Very little information is available regarding population numbers and distribution of all four species of African pangolins. This data is crucial for the conservation of pangolin species.

Launched in August 2018, Pangolert has so far received 30 live and historical sightings of this aloof scaly anteater. “We anticipate seeing a marked increase in this figure as our engagement with the tourism industry increases,” explains Catherine Ritchie of Pangolin.Africa. “The tourism industry provides the perfect platform for travellers in Africa to get involved in conservation efforts and citizen science is an excellent tool to facilitate this participation.”

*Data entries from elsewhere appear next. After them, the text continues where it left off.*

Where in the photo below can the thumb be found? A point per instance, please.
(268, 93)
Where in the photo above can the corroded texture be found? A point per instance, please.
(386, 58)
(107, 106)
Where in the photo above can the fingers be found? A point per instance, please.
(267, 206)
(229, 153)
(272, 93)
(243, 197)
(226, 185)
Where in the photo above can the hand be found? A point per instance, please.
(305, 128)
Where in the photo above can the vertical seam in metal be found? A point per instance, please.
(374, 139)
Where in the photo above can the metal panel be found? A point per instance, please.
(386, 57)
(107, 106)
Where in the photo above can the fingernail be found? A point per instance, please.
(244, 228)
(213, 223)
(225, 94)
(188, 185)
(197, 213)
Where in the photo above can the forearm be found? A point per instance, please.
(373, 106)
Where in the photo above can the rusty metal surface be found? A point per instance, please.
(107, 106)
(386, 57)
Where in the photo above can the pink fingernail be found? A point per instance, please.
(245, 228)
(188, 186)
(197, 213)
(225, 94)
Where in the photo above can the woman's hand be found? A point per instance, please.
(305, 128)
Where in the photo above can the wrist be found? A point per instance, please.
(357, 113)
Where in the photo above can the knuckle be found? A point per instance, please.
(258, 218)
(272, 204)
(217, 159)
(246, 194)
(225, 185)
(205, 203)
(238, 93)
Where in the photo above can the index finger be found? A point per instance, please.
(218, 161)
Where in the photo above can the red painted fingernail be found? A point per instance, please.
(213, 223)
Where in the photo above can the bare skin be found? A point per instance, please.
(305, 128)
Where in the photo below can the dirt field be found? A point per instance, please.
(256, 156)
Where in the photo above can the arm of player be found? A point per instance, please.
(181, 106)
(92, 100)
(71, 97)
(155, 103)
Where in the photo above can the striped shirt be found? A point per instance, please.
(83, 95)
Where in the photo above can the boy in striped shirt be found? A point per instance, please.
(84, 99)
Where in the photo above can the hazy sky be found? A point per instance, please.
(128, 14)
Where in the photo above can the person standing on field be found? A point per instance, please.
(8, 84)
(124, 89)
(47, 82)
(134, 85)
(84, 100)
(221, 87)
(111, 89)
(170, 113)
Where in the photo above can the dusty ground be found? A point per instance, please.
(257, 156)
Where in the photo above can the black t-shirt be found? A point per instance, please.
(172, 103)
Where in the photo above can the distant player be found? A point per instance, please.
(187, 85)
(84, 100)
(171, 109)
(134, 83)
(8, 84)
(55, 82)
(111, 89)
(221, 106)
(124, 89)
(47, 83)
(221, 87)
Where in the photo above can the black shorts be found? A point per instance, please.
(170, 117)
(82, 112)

It is believed a pangolin is taken from the wild every five minutes, bound for Asia or African traditional medicine markets. “Through the Pangolert campaign we have also been able to report potential wildlife traders to the African Pangolin Working Group who work with law enforcement agents to take necessary action,” says Ritchie.

pangolin
Image by John Starr

As pangolins are mainly nocturnal, they are most likely to be seen at night, when they come out of their burrows to feed. However, the arboreal black-bellied pangolin (Phataginus tetradactyla), found in the tropical rainforests of Central and West Africa, is diurnal. The Temminck’s ground pangolin (Smutsia temminckii) is probably the most widespread in Africa – and therefore most commonly seen. The white-bellied pangolin (Phataginus tricuspis) is endemic to Central and West Africa, while the giant ground pangolin (Smutsia gigantea) is the largest of the four species and the most elusive.

Image by PangolinAfrica

How to record your pangolin sightings on Pangolert 

  1. Save the Pangolert number on your phone: +27 72 726 4654 and make sure you have WhatsApp installed.
  2. If you are lucky enough to see a pangolin, immediately take a picture and send it to the Pangolert number.
  3. In WhatsApp, click on the plus sign at the bottom of the message screen, select ‘Location’ and send this too.
  4. No signal? No problem! The sighting will be transmitted once you are reconnected to the internet.
  5. The number can be used to report pangolins being trafficked or illegally sold.
  6. You can also record any past wild sightings by registering online.

Information received via the Pangolert WhatsApp tool is communicated directly and exclusively with Pangolin.Africa and their research partners.